- Promotional poster
- Also known as: Love of Thousand Years
- Genre: Romance Drama Time travel
- Written by: Lee Sun-mi Kim Ki-ho
- Directed by: Lee Kwan-hee
- Starring: Sung Yu-ri So Ji-sub Kim Nam-jin
- Country of origin: South Korea
- Original language: Korean
- No. of episodes: 20

Production
- Production location: Korea
- Production company: Lee Kwan-hee Production

Original release
- Network: SBS TV
- Release: March 22 – May 25, 2003

= Thousand Years of Love =

Thousand Years of Love is a 2003 South Korean television series starring Sung Yu-ri, So Ji-sub and Kim Nam-jin. It aired on SBS from March 22 to May 25, 2003 on Saturdays and Sundays at 21:45 for 20 episodes.

==Plot==
Over a thousand years ago during the Baekje Dynasty, there was a princess unlike any other. Skilled in both arts and athletics, the beautiful Princess Buyeo Ju is beloved by royals and citizens alike. When Baekje is betrayed by the spy Kum-hwa, Buyeo Ju even steals the heart of her kingdom's conqueror, Silla general Kim Yu-seok. But alas, her love lies with her protector, General Guishil Ari. Determined to have the princess, Kim Yu-seok kills Guishil Ari, but Buyeo Ju chooses death over submission.

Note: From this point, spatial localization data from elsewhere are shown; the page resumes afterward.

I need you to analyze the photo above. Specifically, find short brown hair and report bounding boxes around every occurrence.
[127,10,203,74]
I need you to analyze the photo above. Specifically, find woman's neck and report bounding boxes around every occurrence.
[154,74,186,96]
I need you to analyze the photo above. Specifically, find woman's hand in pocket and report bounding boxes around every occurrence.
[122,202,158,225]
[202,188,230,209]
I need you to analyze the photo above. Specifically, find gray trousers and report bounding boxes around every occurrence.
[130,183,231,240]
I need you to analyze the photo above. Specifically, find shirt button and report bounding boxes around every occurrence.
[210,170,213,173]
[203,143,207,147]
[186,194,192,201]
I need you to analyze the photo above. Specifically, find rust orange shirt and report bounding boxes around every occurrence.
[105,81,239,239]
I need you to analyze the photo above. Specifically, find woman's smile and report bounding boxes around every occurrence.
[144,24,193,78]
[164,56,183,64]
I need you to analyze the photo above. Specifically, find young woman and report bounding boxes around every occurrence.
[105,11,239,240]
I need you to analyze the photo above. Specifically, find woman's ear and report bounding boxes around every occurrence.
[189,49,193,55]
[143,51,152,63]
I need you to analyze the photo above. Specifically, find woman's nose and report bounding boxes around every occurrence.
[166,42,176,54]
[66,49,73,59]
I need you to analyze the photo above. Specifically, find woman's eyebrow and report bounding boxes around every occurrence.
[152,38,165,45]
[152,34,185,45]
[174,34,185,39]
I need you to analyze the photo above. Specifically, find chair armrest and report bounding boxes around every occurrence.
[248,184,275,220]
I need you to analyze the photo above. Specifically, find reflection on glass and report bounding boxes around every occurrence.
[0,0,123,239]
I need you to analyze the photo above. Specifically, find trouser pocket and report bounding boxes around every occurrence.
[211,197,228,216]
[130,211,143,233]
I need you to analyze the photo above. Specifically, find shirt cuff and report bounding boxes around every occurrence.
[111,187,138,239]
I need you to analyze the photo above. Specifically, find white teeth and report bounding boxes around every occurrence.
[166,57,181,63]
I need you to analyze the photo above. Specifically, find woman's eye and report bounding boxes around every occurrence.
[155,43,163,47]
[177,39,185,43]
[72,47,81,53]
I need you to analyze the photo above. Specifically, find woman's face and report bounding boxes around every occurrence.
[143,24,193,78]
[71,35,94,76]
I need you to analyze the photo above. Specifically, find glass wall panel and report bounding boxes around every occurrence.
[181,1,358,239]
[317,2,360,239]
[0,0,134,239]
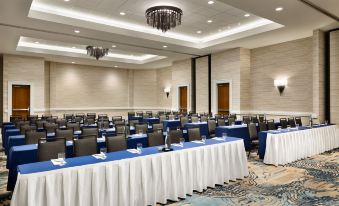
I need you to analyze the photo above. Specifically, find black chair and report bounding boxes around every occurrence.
[37,138,66,162]
[56,119,67,128]
[135,124,147,134]
[87,113,96,120]
[152,123,163,132]
[28,115,38,125]
[16,121,30,129]
[136,111,143,117]
[280,118,288,129]
[112,116,123,122]
[180,116,189,128]
[25,131,46,145]
[288,117,296,127]
[64,114,73,122]
[116,125,128,136]
[217,118,225,126]
[215,114,222,120]
[35,120,47,130]
[67,122,80,132]
[243,116,251,124]
[188,128,201,141]
[148,131,164,147]
[106,136,127,152]
[191,116,199,123]
[258,115,265,123]
[259,122,268,132]
[73,137,97,157]
[55,129,74,141]
[267,120,276,130]
[295,117,302,126]
[200,115,208,122]
[146,111,153,118]
[82,128,98,138]
[114,120,125,126]
[248,123,259,157]
[20,125,36,135]
[228,117,235,126]
[129,120,139,127]
[168,129,183,144]
[208,120,216,137]
[251,116,259,124]
[98,120,110,129]
[43,122,57,134]
[74,116,83,123]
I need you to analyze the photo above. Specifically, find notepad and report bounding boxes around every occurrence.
[171,143,183,147]
[212,137,224,141]
[127,149,139,154]
[51,159,66,166]
[92,153,107,160]
[191,140,204,144]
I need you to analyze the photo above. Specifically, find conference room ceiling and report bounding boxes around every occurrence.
[0,0,337,69]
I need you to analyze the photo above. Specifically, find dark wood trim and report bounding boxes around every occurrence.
[208,54,212,114]
[191,58,196,113]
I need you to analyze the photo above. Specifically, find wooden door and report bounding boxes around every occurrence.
[179,86,187,113]
[217,83,229,115]
[12,85,30,120]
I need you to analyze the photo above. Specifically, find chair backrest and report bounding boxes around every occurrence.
[251,116,259,123]
[168,114,175,120]
[191,116,199,123]
[15,120,30,129]
[115,125,128,136]
[180,116,188,127]
[208,120,216,134]
[228,117,235,125]
[35,120,47,129]
[152,123,163,132]
[146,111,152,117]
[114,120,125,125]
[85,118,96,125]
[148,131,164,147]
[67,122,80,131]
[135,124,148,134]
[229,114,237,119]
[200,116,208,122]
[248,123,258,140]
[280,118,288,129]
[47,116,57,123]
[129,120,139,127]
[74,116,83,123]
[258,115,265,123]
[25,131,46,145]
[106,135,127,152]
[243,116,251,124]
[55,129,74,141]
[82,128,98,138]
[168,129,182,144]
[136,111,143,117]
[56,119,67,127]
[73,137,97,157]
[259,122,268,132]
[10,115,23,123]
[44,122,57,133]
[159,115,167,123]
[98,120,110,129]
[75,113,85,118]
[64,114,73,122]
[217,118,225,126]
[215,114,222,120]
[295,117,302,126]
[38,138,66,162]
[20,125,36,135]
[87,113,96,119]
[112,116,122,121]
[288,117,296,127]
[188,128,201,141]
[28,115,38,124]
[267,120,276,130]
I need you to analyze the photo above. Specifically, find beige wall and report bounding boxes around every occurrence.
[196,56,209,113]
[330,30,339,124]
[156,67,172,109]
[250,37,313,115]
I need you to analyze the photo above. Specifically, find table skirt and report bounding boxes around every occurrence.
[11,140,248,206]
[264,125,339,165]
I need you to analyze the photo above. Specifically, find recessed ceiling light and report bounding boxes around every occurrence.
[64,0,70,2]
[72,46,76,48]
[197,30,202,34]
[244,13,250,17]
[120,12,126,16]
[34,41,39,44]
[112,45,116,48]
[163,45,168,48]
[114,65,118,68]
[208,1,215,5]
[275,7,283,11]
[71,62,75,64]
[207,20,213,23]
[74,29,80,33]
[238,22,241,26]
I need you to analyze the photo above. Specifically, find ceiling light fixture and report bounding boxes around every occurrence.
[207,20,213,23]
[34,41,39,44]
[86,46,109,60]
[114,65,118,68]
[120,12,126,16]
[208,1,215,5]
[244,14,250,17]
[275,7,283,11]
[112,45,116,48]
[64,0,70,2]
[145,6,183,32]
[197,30,202,34]
[71,62,75,64]
[163,45,168,48]
[74,29,80,33]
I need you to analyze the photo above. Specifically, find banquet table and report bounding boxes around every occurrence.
[11,137,248,206]
[262,125,339,165]
[2,125,16,147]
[6,139,107,191]
[129,115,143,122]
[163,120,181,130]
[215,125,251,150]
[184,122,209,140]
[143,117,160,125]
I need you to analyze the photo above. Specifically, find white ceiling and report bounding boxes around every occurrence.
[0,0,337,69]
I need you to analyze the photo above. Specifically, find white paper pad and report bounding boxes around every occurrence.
[92,153,107,160]
[191,140,204,144]
[171,143,183,147]
[212,137,224,141]
[127,149,139,154]
[51,159,66,166]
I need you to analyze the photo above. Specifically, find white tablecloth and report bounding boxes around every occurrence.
[11,139,248,206]
[264,125,339,166]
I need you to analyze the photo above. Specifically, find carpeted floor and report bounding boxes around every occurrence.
[0,148,337,206]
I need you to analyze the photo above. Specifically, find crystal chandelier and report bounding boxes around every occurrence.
[86,46,109,60]
[145,6,183,32]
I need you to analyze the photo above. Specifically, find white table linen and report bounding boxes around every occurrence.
[264,125,339,166]
[11,139,248,206]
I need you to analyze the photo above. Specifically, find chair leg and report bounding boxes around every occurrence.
[248,148,251,158]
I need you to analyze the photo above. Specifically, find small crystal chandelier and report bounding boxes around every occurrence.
[86,46,109,60]
[145,6,183,32]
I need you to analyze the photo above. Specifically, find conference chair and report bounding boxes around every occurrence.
[251,116,259,124]
[228,117,235,126]
[98,114,109,121]
[115,125,128,137]
[136,111,143,117]
[98,120,110,129]
[152,123,163,132]
[10,115,23,123]
[168,114,175,120]
[67,122,80,132]
[215,114,222,120]
[217,118,226,126]
[82,128,98,138]
[85,118,96,125]
[180,116,189,128]
[37,138,66,162]
[280,118,288,129]
[188,128,201,141]
[41,115,52,121]
[75,113,85,118]
[47,116,58,123]
[106,136,127,152]
[64,114,73,122]
[112,116,123,122]
[208,120,216,137]
[20,125,36,135]
[129,120,139,127]
[25,131,46,145]
[191,116,199,123]
[259,122,268,132]
[135,124,148,134]
[43,122,57,134]
[35,120,47,130]
[114,120,125,125]
[28,115,38,125]
[248,123,259,157]
[288,117,296,127]
[145,111,153,118]
[258,115,265,123]
[74,116,83,123]
[15,120,29,129]
[267,120,276,130]
[243,116,251,124]
[55,129,74,141]
[56,119,67,128]
[295,117,302,126]
[148,131,165,147]
[159,115,167,123]
[73,137,97,157]
[200,115,208,122]
[169,129,183,144]
[87,113,96,120]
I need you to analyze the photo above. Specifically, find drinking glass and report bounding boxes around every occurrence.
[296,124,299,130]
[287,125,291,131]
[325,120,328,125]
[138,130,143,135]
[137,143,143,154]
[278,126,282,131]
[58,152,65,160]
[231,122,235,126]
[222,132,228,141]
[180,138,185,147]
[201,135,206,144]
[100,147,107,155]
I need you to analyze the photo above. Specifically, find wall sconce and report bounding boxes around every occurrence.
[274,79,287,96]
[164,87,171,98]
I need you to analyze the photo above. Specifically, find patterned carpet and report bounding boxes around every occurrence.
[0,148,337,206]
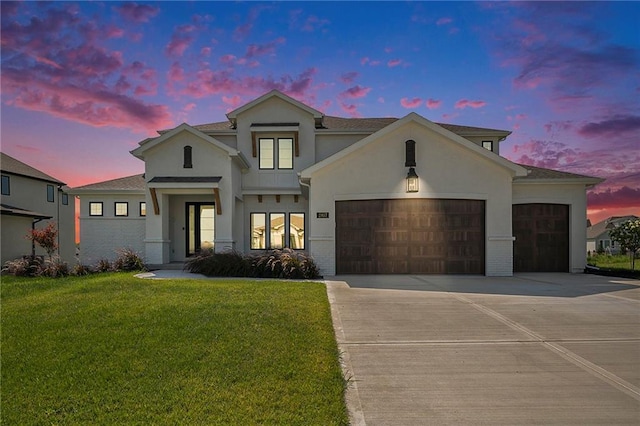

When she jumps off a cliff, however, she is mysteriously time warped into the future. In present-day Korea (2003), Buyeo Ju again meets the two men of her life, reincarnated as aimless but warm-hearted fashion designer Kang In-chul and Japanese tycoon Fujiwara Tatsuji. The two men have no idea about their past lives, but Tatsuji begins to feel a mysterious attraction towards Buyeo Ju. Despite her fear that history will repeat itself, Buyeo Ju finds herself falling for In-chul, in a fateful romance spanning from ancient Korea to modern times.

==Cast==
- Sung Yu-ri as Princess Buyeo Ju
- So Ji-sub as General Guishil Ari / Kang In-chul
- Kim Nam-jin as General Kim Yu-seok / Fujiwara Tatsuji
- Kim Sa-rang as Kum-hwa / Go Eun-bi
- Lee Mi-young as Chae Yeo-sa, Eun-bi's mother
- Park Chil-yong as Go Bong-su, Eun-bi's father
- Im Chae-moo as Doctor Uhm
- Kwon Ki-sun as Doctor Uhm's wife
- Yang Taek-jo as Tatsuji's housekeeper
- Lee Ki-young as Kim Cheon-chul, gangster boss
- Kim Tae-yeon as Yeo-rang
- Lee Sun-kyun as Pil-ga
- Han Tae-yoon as Sook-hee
- Ha Joo-hee as Junko, Tatsuji's ex-girlfriend

==International broadcast==
- It aired in Vietnam from April 3, 2004 on HTV7.